Promediaba mayo cuando, una vez más y
siguiendo la tradición que me impuse desde que mi padre partió, fui al
puerto a ver los barcos que regresan con los atunes. Don Gervasio suele
prestarme su barca para ver la almadraba con pescadores y rederos,
envueltos en sus labores entre enormes peces vencidos. Sus trabajos y
ajetreos me permiten imaginar a otro personaje entre ellos, aquel que un
día embarcó con rumbo desconocido en busca de otros mares y del que
solo recibo cartas cada tanto. Sé que está en el norte, en un país donde
se habla otro idioma y que la gente es alta y rubia.
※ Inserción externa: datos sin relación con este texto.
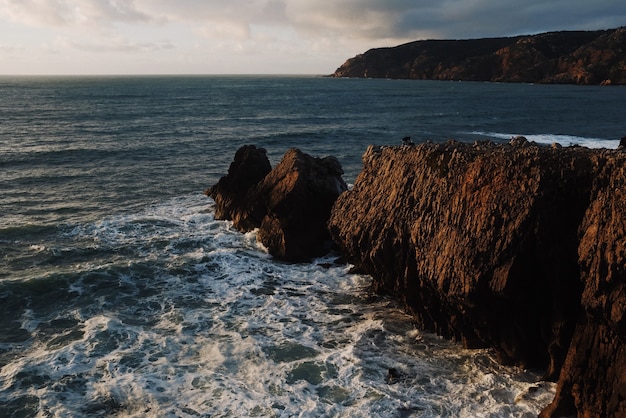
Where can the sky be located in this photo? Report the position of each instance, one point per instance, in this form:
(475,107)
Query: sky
(259,36)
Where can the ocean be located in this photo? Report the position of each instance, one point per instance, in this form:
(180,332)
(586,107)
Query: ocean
(122,296)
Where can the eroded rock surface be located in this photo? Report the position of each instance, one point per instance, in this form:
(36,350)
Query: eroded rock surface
(519,248)
(290,204)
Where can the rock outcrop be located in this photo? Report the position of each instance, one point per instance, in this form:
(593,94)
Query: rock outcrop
(290,204)
(595,57)
(520,248)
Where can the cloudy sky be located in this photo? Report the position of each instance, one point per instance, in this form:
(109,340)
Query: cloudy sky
(258,36)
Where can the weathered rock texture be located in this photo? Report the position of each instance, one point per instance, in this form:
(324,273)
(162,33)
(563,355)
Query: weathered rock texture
(519,248)
(290,204)
(597,57)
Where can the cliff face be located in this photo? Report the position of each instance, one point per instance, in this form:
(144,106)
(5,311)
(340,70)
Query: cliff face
(556,57)
(517,248)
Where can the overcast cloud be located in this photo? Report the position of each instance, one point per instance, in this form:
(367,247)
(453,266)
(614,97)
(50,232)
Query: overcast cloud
(259,36)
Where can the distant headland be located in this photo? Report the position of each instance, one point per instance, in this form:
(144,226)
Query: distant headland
(567,57)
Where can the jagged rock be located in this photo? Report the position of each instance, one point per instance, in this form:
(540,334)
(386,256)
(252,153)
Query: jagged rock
(593,378)
(290,205)
(230,193)
(517,248)
(573,57)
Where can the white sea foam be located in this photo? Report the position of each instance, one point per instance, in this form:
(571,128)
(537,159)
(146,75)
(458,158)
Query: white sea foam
(183,316)
(564,140)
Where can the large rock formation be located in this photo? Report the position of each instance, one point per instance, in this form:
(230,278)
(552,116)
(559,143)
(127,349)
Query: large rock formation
(290,204)
(596,57)
(520,248)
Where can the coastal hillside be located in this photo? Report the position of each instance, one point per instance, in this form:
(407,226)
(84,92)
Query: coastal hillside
(569,57)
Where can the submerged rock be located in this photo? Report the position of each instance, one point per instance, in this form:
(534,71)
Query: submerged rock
(517,248)
(290,204)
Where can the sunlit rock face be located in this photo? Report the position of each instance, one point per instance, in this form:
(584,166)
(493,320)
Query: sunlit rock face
(520,248)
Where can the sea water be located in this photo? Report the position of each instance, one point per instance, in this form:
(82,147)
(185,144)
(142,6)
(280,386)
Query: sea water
(121,295)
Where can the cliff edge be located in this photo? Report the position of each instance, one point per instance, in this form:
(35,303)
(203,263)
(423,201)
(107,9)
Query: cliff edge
(519,248)
(568,57)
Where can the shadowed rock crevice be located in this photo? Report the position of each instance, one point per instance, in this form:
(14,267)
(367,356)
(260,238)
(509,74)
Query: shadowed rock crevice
(290,204)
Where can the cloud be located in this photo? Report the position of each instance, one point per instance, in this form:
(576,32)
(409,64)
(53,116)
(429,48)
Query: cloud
(67,13)
(117,44)
(355,19)
(326,31)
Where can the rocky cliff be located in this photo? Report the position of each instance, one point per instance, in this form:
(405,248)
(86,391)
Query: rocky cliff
(557,57)
(289,204)
(520,248)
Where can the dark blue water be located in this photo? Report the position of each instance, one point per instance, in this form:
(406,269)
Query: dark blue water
(120,295)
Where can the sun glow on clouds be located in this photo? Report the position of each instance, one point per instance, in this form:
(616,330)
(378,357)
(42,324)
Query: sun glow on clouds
(256,36)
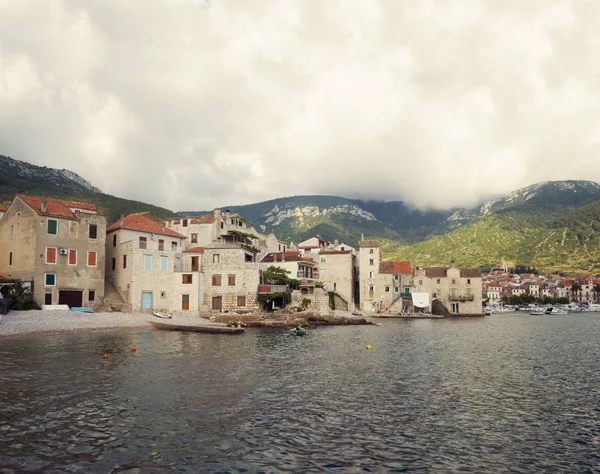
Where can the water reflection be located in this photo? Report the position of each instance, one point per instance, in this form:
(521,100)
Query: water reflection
(495,394)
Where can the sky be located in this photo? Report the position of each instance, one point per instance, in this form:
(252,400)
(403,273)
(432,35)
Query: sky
(192,104)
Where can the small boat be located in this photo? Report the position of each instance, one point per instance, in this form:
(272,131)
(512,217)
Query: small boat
(212,328)
(297,332)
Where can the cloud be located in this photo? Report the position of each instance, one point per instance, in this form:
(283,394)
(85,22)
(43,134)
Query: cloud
(192,104)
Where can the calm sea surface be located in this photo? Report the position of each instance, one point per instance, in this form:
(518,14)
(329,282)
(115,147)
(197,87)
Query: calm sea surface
(508,393)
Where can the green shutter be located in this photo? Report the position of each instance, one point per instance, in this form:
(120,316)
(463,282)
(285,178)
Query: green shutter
(52,226)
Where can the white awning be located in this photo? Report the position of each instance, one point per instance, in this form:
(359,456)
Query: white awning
(420,300)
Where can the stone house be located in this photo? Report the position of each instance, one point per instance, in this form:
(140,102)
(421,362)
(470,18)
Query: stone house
(58,245)
(338,271)
(232,277)
(146,265)
(458,289)
(383,286)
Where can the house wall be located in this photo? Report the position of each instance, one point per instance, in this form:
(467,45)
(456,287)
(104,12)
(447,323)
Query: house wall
(336,270)
(231,262)
(29,242)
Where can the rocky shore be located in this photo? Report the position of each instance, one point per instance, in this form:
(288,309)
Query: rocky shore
(19,323)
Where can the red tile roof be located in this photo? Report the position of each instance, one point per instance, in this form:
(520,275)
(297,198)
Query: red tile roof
(291,256)
(205,219)
(394,267)
(194,250)
(55,207)
(145,222)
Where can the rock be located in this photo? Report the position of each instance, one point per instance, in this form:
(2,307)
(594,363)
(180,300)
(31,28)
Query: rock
(438,309)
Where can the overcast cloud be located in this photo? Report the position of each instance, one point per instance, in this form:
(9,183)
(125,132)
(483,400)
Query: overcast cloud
(192,104)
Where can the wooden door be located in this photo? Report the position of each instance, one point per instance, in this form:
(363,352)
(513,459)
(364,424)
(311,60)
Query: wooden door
(217,303)
(72,298)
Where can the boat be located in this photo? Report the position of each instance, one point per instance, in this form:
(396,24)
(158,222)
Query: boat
(553,310)
(213,328)
(297,332)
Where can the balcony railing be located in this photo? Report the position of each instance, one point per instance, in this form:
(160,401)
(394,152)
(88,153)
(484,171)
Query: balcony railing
(314,274)
(461,296)
(266,289)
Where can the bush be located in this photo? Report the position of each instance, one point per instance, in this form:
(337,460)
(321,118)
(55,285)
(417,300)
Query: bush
(25,305)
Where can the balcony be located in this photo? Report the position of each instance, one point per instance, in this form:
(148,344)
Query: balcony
(456,296)
(266,289)
(314,274)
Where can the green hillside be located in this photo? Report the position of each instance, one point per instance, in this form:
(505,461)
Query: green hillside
(19,177)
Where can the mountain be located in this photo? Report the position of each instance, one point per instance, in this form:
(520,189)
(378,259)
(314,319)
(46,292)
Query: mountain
(19,177)
(547,225)
(553,226)
(301,217)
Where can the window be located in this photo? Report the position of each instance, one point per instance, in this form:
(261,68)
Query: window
(73,257)
(52,228)
(50,254)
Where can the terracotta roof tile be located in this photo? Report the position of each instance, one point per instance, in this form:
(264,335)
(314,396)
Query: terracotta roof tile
(56,207)
(194,250)
(145,222)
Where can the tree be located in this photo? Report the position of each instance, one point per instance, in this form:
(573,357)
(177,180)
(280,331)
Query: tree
(575,289)
(597,292)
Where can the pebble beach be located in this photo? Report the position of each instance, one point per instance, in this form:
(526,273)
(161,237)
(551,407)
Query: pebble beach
(17,323)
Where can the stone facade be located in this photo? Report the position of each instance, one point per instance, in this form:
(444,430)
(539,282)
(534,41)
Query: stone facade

Ayer llegó una esquela más corta de lo
habitual. Dice que nos echa de menos, a nosotros y al clima, y que mira
el horizonte en busca de la desembocadura del Guadiana, pero no
encuentra la calidez del hogar. Uno de los marineros hace señas para que
me aleje y retire mi barca, ése no es lugar para niños, vocifera. Le
grito, desde donde estoy, que mi padre también es pescador y lleva años
lejos. Se quita la gorra y la agita para que abandone el lugar. No
importa, volveré a casa para ver en el Atlas, regalo de mi tío, dónde
está papá.
En casa no hay nadie. Madre debe haber
ido a la compra y mis hermanas al lavadero. La habitación está en
penumbras, con el olor del mar colándose por las persianas
entreabiertas, donde el sol intenta entrar formando rayas en la butaca
que usaba él. Me siento en ella para descansar y cierro los ojos
tratando de recordar sus facciones. Tenía bigote y era negro como su
pelo; la piel de las manos parecía papel de lija. «Me haces daño», le
decía, y él contestaba: «Son las manos de un pescador y tú eres
demasiado delicado». Miro su foto enmarcada sobre una repisa, ¿seguirá
así de guapo? El otro día, Serena, la mayor de mis hermanas, la escupió.
Le pregunté por qué lo hacía y respondió que yo no me enteraba de nada,
como los demás. La menor, le sonrió con un «al menos manda dinero»,
mientras limpiaba el cristal y le daba un beso antes de depositarlo de
nuevo en su sitio.
Mis libros están en una estantería que
hizo mi tío. Son pocos, pero los cuido mucho. Como todavía no tengo la
estatura suficiente para alcanzar lo que busco, abro un cajón, solo a
medias, para usarlo de escalera. Es entonces cuando todo se desmorona.
Con un ruido infernal, el cajón se cae, desparramando todo su contenido.
Recojo una a una las cosas que madre guarda en él: dedales, hilos de
coser, bordados a medio terminar y cartas, muchas cartas. Son las de él,
las que ella me lee cuando llegan y muestra a las vecinas. Quito todo
para volver a acomodarlo y no me regañe y entonces lo veo. Es un sobre
amarillento, dentro hay un papel ajado y una foto. En ella se puede ver a
una familia compuesta por una mujer alta y rubia, dos niños y un
hombre. ¡Es mi padre! La nota dice: «Esta es mi nueva familia. No me
olvidaré de vosotros. Os enviaré dinero.»
Pero no es la letra de las cartas que mamá me muestra cada tanto.